§ 03

Key Takeaways

  • Qatar has the most male-heavy population in the world, with 246 men for every 100 women.
  • Hong Kong sits at the other end, the most female-heavy place in the dataset at 81.8 men per 100 women.
  • The typical country is essentially even, near 98.5 men per 100 women, so the extremes are the exception, not the rule.
  • The biggest single driver of a lopsided ratio is migration: countries with huge, mostly male foreign workforces dominate the top.
§ 04

Most of the World Splits Down the Middle, and a Few Countries Don't

The sex ratio counts how many men there are for every 100 women in the total population. The figures come from the United Nations World Population Prospects 2024, the standard global source maintained by the UN Department of Economic and Social Affairs. A value of 100 means a country has exactly as many men as women. Above 100 means more men, below 100 means more women, and neither one is better or worse than the other.

By that measure, Qatar is the most male-heavy country on Earth, with 246 men for every 100 women, while Hong Kong is the most female-heavy at 81.8. Those two are the bookends of 226 countries and territories. Most of the world sits much closer to even than either extreme.

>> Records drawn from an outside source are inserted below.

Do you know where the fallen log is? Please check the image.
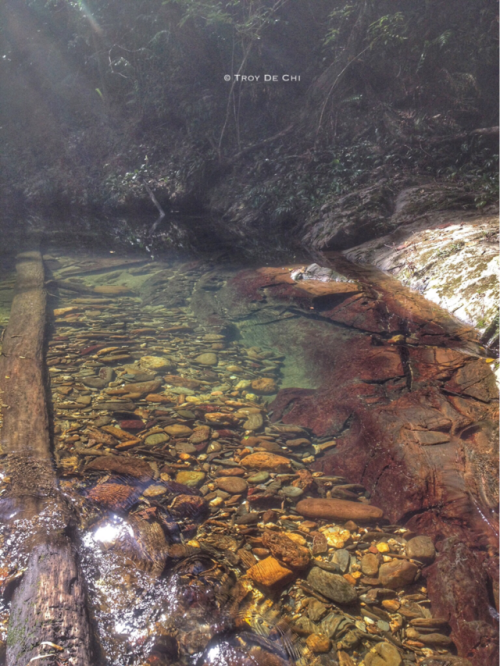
[0,251,98,666]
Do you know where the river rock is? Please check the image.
[170,495,208,520]
[80,377,108,389]
[406,536,436,564]
[296,496,384,522]
[379,560,418,589]
[142,485,167,497]
[285,437,311,449]
[215,467,245,476]
[247,472,269,483]
[96,400,135,412]
[262,530,311,569]
[86,456,153,479]
[361,553,380,578]
[139,356,173,370]
[306,634,332,654]
[175,441,197,454]
[311,532,328,556]
[241,453,292,472]
[144,432,170,446]
[247,557,293,587]
[123,380,161,395]
[332,548,351,573]
[175,470,206,488]
[307,567,358,604]
[88,483,138,511]
[189,426,212,444]
[281,486,304,499]
[205,412,238,426]
[252,377,278,395]
[307,599,328,622]
[364,642,403,666]
[94,284,130,296]
[217,476,248,495]
[97,368,115,384]
[163,375,201,390]
[194,352,219,365]
[243,414,264,430]
[165,423,193,437]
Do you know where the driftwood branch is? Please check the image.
[0,251,98,666]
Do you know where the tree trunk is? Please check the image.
[0,251,96,666]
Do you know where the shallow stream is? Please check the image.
[0,249,472,666]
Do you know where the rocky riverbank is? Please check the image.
[3,251,497,666]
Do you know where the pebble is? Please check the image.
[165,423,193,437]
[247,472,269,483]
[189,426,212,444]
[306,634,332,653]
[262,530,311,569]
[251,377,278,395]
[241,453,292,472]
[247,557,293,587]
[86,456,153,479]
[217,476,248,495]
[296,499,384,522]
[139,356,173,372]
[144,432,170,446]
[379,560,418,589]
[175,470,206,488]
[123,381,161,395]
[96,400,135,412]
[307,598,328,622]
[361,553,380,577]
[406,536,436,564]
[364,643,403,666]
[81,377,108,389]
[142,485,167,497]
[243,414,264,430]
[281,486,304,499]
[194,352,219,365]
[307,567,358,604]
[49,256,450,666]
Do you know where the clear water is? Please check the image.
[0,248,458,666]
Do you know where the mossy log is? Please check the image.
[0,251,97,666]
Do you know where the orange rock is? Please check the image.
[382,599,401,613]
[241,453,291,472]
[145,393,173,403]
[296,496,384,522]
[262,530,311,569]
[306,634,332,653]
[378,560,418,589]
[337,651,356,666]
[247,557,293,587]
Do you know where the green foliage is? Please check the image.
[368,12,408,49]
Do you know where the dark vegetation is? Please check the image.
[0,0,500,247]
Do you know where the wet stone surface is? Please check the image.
[0,250,464,666]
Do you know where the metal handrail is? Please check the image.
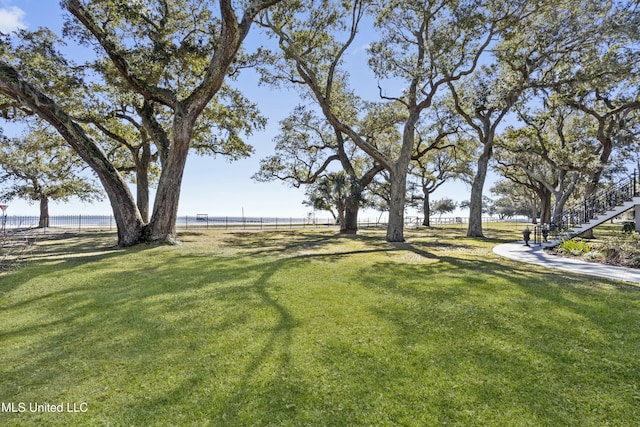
[555,169,640,231]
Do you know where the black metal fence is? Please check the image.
[0,214,500,232]
[553,170,640,231]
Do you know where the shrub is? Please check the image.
[559,239,591,256]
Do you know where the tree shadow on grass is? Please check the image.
[0,242,318,425]
[0,233,640,425]
[361,245,640,425]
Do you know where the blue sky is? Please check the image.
[0,0,476,218]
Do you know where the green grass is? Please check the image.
[0,227,640,426]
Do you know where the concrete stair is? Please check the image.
[544,197,640,246]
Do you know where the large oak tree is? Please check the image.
[0,0,279,246]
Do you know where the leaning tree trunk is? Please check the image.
[38,195,49,228]
[0,62,143,246]
[386,165,407,242]
[136,144,151,223]
[148,126,191,244]
[340,196,360,234]
[422,186,431,227]
[467,142,493,237]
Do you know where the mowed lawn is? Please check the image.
[0,228,640,426]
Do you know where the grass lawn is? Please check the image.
[0,227,640,426]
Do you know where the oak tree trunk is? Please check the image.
[38,196,49,228]
[386,165,407,242]
[467,142,493,237]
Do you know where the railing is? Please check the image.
[552,170,640,231]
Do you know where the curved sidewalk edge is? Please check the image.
[493,242,640,283]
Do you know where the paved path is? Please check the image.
[493,242,640,283]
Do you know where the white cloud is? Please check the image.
[0,6,27,34]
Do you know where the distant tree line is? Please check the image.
[0,0,640,246]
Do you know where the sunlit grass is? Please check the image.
[0,225,640,426]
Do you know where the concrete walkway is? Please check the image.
[493,242,640,283]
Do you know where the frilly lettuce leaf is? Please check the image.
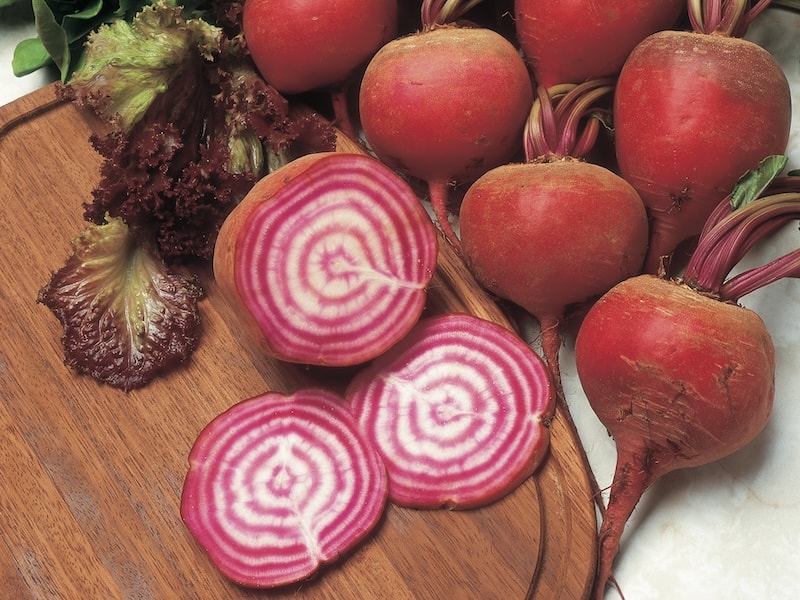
[64,0,224,132]
[38,218,202,391]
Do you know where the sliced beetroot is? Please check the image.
[345,313,554,508]
[181,389,394,587]
[214,152,438,366]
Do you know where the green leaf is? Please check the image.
[32,0,70,81]
[731,154,789,210]
[61,0,103,42]
[11,38,50,77]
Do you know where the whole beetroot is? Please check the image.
[575,162,800,599]
[359,0,533,248]
[614,0,792,273]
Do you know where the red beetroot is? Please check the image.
[514,0,686,87]
[181,389,388,587]
[345,314,553,509]
[242,0,398,135]
[214,152,438,366]
[460,80,648,408]
[614,0,791,273]
[359,0,533,247]
[575,162,800,599]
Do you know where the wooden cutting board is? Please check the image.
[0,86,596,600]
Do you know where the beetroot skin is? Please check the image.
[575,275,775,599]
[614,31,792,273]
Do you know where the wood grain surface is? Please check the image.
[0,86,596,600]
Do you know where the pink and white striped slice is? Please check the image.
[345,314,554,508]
[181,389,394,587]
[235,153,438,366]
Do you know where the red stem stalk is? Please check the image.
[523,78,614,162]
[684,191,800,302]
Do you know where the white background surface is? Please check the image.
[0,9,800,600]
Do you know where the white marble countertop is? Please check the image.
[0,9,800,600]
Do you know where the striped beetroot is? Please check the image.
[214,152,438,366]
[181,389,387,587]
[345,313,553,509]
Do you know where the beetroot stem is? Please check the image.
[428,180,461,255]
[687,0,771,37]
[523,78,614,162]
[420,0,483,29]
[720,248,800,302]
[684,191,800,302]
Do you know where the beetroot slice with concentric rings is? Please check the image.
[181,388,388,587]
[214,152,438,366]
[345,313,554,508]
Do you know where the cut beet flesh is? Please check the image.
[345,314,553,508]
[181,389,394,587]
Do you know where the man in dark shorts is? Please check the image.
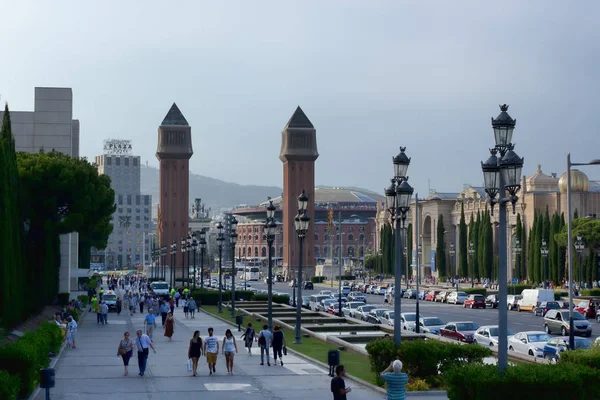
[331,365,352,400]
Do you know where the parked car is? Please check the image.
[543,336,592,362]
[463,294,485,309]
[413,317,446,335]
[485,294,499,308]
[544,309,592,337]
[446,292,467,304]
[440,321,479,343]
[473,325,513,347]
[508,331,552,357]
[533,301,561,317]
[354,305,377,321]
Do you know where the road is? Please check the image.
[245,282,600,341]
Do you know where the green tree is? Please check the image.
[435,214,448,278]
[458,202,469,277]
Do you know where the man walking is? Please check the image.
[204,328,219,375]
[135,330,156,376]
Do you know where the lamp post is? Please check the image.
[540,239,549,289]
[217,222,225,314]
[294,190,310,344]
[385,147,412,346]
[192,232,198,290]
[469,241,475,289]
[198,228,206,289]
[229,216,237,318]
[481,104,523,373]
[575,234,585,287]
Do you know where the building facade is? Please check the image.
[92,140,154,270]
[0,87,80,293]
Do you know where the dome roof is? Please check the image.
[558,169,590,193]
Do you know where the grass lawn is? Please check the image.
[201,305,376,385]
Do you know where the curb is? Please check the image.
[198,308,447,398]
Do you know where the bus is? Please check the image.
[244,267,260,281]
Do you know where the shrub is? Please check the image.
[445,363,600,400]
[366,338,398,386]
[406,378,429,392]
[0,371,21,400]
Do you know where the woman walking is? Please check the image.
[165,312,175,342]
[188,331,202,376]
[240,322,256,356]
[117,332,134,376]
[271,325,287,365]
[222,329,237,375]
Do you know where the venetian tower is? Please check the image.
[279,107,319,279]
[156,103,194,279]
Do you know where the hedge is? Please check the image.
[444,362,600,400]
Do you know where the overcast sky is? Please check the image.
[0,0,600,195]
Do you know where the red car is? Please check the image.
[425,290,441,301]
[463,294,485,308]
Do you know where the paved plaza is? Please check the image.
[36,292,445,400]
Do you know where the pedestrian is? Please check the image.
[67,315,77,349]
[271,325,287,365]
[135,330,156,376]
[331,365,352,400]
[188,331,202,376]
[165,312,175,342]
[188,297,196,319]
[258,325,273,367]
[117,332,134,376]
[223,329,237,375]
[144,308,156,339]
[381,360,408,400]
[204,328,219,375]
[240,322,256,356]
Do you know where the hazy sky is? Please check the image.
[0,0,600,195]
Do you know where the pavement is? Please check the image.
[35,290,446,400]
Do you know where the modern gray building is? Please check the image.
[0,87,79,293]
[92,140,155,270]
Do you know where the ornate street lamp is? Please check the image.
[481,104,524,372]
[217,222,225,314]
[229,216,237,318]
[384,147,412,346]
[294,190,310,344]
[263,197,276,331]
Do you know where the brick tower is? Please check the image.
[156,103,194,279]
[279,107,319,277]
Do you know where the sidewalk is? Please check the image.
[36,294,440,400]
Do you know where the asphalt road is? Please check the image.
[245,281,600,341]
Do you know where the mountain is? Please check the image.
[141,165,283,212]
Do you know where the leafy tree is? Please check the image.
[435,214,448,278]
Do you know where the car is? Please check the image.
[543,336,592,362]
[446,292,467,304]
[544,309,592,337]
[508,331,552,358]
[342,301,365,317]
[485,294,499,308]
[354,305,377,321]
[440,321,479,343]
[533,301,561,317]
[413,317,446,335]
[463,294,485,309]
[473,325,513,347]
[400,313,423,331]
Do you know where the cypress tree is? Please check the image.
[435,214,448,278]
[458,203,469,278]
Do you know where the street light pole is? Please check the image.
[481,104,523,373]
[294,190,310,344]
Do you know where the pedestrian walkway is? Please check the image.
[36,294,440,400]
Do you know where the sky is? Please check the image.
[0,0,600,196]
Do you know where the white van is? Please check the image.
[517,289,554,311]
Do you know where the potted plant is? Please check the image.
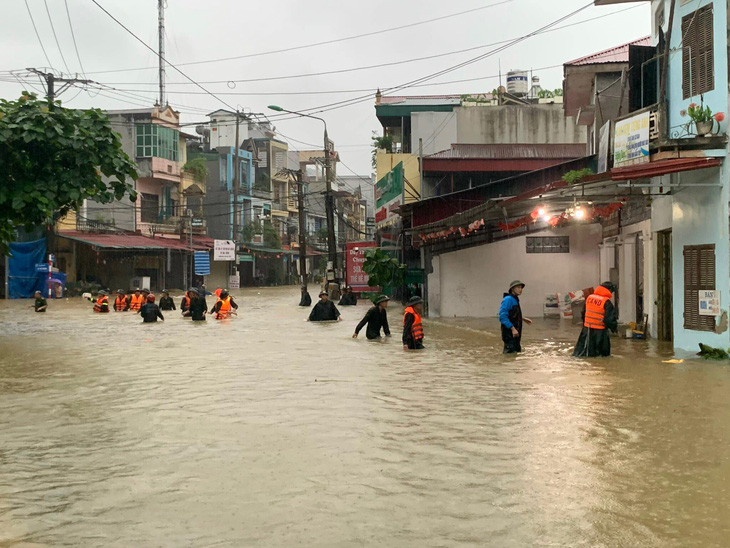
[687,101,725,135]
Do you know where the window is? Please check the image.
[684,244,715,331]
[682,4,715,99]
[137,124,180,162]
[526,236,570,253]
[140,193,160,223]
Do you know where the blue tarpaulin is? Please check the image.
[8,238,48,299]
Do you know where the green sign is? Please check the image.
[375,162,403,208]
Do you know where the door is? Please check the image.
[656,230,674,341]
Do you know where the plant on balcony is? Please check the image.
[0,92,137,254]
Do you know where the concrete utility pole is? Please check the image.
[297,169,307,291]
[157,0,166,107]
[26,68,93,103]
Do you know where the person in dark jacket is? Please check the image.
[499,280,532,354]
[137,293,165,323]
[160,289,177,310]
[352,295,390,340]
[188,287,208,322]
[573,282,618,358]
[299,285,312,306]
[403,297,424,350]
[307,291,342,322]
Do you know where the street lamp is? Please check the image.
[269,105,339,298]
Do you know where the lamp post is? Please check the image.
[269,105,339,298]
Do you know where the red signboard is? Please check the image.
[347,242,378,293]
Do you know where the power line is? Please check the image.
[25,0,53,68]
[43,0,71,74]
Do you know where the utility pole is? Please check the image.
[157,0,166,107]
[26,68,93,103]
[297,169,307,291]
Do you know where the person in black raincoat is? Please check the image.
[307,291,342,322]
[573,282,618,358]
[352,295,390,340]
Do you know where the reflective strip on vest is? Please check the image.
[583,294,609,329]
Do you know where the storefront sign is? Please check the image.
[700,289,720,316]
[613,112,650,167]
[213,240,236,261]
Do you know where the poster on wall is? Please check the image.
[613,112,650,167]
[346,242,378,293]
[213,240,236,261]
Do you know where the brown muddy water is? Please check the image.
[0,288,730,547]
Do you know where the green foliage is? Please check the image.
[563,168,593,185]
[264,221,281,249]
[362,247,406,288]
[183,156,208,183]
[0,92,137,254]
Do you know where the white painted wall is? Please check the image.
[428,224,603,317]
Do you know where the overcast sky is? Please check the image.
[0,0,650,175]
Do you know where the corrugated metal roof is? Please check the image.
[424,143,586,160]
[565,36,651,66]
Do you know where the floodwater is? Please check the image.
[0,288,730,547]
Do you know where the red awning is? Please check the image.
[611,158,722,181]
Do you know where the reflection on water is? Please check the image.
[0,288,730,547]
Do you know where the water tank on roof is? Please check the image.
[507,70,530,97]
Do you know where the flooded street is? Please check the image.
[0,287,730,547]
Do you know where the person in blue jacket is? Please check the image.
[499,280,532,354]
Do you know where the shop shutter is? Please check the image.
[684,244,715,331]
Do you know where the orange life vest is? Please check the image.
[94,295,109,312]
[129,295,144,310]
[403,306,423,341]
[215,297,231,320]
[583,287,611,329]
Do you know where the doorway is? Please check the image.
[657,230,674,341]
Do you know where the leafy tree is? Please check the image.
[362,247,406,288]
[0,92,137,254]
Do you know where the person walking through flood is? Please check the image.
[210,289,238,320]
[499,280,532,354]
[114,289,129,312]
[159,289,176,310]
[403,297,424,350]
[299,285,312,306]
[352,295,390,341]
[307,291,342,322]
[129,287,145,312]
[33,291,48,312]
[137,293,165,323]
[573,282,618,358]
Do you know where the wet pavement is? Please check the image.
[0,288,730,548]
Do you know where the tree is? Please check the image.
[0,92,137,255]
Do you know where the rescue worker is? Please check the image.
[137,293,165,323]
[188,287,208,322]
[299,285,312,306]
[88,289,109,313]
[160,289,177,310]
[114,289,129,312]
[33,291,48,312]
[499,280,532,354]
[129,287,145,312]
[352,295,390,341]
[403,297,424,350]
[307,291,342,322]
[573,282,618,358]
[210,289,238,320]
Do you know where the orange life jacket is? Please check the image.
[583,286,611,329]
[94,295,109,312]
[215,296,231,320]
[129,294,144,310]
[403,306,423,341]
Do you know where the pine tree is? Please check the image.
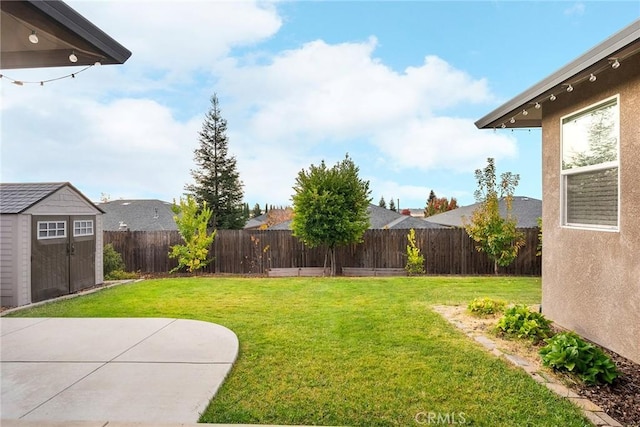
[185,94,246,229]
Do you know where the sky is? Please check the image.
[0,0,640,209]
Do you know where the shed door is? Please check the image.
[31,216,96,302]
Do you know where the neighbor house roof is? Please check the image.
[0,0,131,70]
[475,20,640,129]
[269,204,442,230]
[0,182,102,214]
[98,199,178,231]
[424,196,542,228]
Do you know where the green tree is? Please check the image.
[404,228,424,275]
[464,158,524,274]
[291,154,371,276]
[169,196,216,273]
[185,94,247,229]
[251,203,262,217]
[424,190,458,217]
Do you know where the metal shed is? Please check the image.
[0,182,103,307]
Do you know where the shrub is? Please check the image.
[467,297,507,316]
[496,304,551,342]
[540,332,619,384]
[102,243,125,280]
[404,228,424,275]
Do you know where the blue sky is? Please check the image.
[0,0,640,208]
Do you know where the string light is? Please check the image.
[0,65,94,86]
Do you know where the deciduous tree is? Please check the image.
[169,196,216,273]
[185,94,247,229]
[291,154,371,276]
[465,158,524,274]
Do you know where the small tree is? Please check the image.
[464,158,524,274]
[404,228,424,275]
[169,196,216,273]
[291,154,371,276]
[378,196,387,209]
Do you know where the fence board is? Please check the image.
[104,228,541,276]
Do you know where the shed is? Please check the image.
[0,182,103,306]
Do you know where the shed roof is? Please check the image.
[0,182,103,214]
[0,0,131,70]
[475,19,640,129]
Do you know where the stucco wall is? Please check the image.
[542,55,640,363]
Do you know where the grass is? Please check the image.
[7,277,589,426]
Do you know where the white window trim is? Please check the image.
[73,219,95,237]
[36,221,67,240]
[559,94,622,233]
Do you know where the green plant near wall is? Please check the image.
[496,304,552,342]
[404,228,425,275]
[540,332,619,384]
[467,297,507,316]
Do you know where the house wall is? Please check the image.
[0,215,31,307]
[542,55,640,363]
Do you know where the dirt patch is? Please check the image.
[434,306,640,427]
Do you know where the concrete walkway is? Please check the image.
[0,317,238,426]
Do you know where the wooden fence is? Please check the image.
[104,228,541,276]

The typical country lands at about 98.5 men per 100 women, just a hair on the female side of perfectly balanced. Cluster after cluster of nations sits within a few points of that, which is why a balanced population is the rule almost everywhere. What stands out is a short run of countries at the male-heavy top that pull away from the pack, and a smaller group at the bottom where women clearly lead.

§ 05

The Men Who Built the Gulf Skyline Tilted Its Population

The top of this ranking is not a scatter of unrelated countries. It is a tight Gulf and Gulf-adjacent cluster. Qatar leads at 246 men per 100 women, followed by the United Arab Emirates at 176 and Oman at 166. Bahrain, the Maldives, Kuwait and Saudi Arabia round out the seven most male-heavy populations, each sitting far above every country outside the region.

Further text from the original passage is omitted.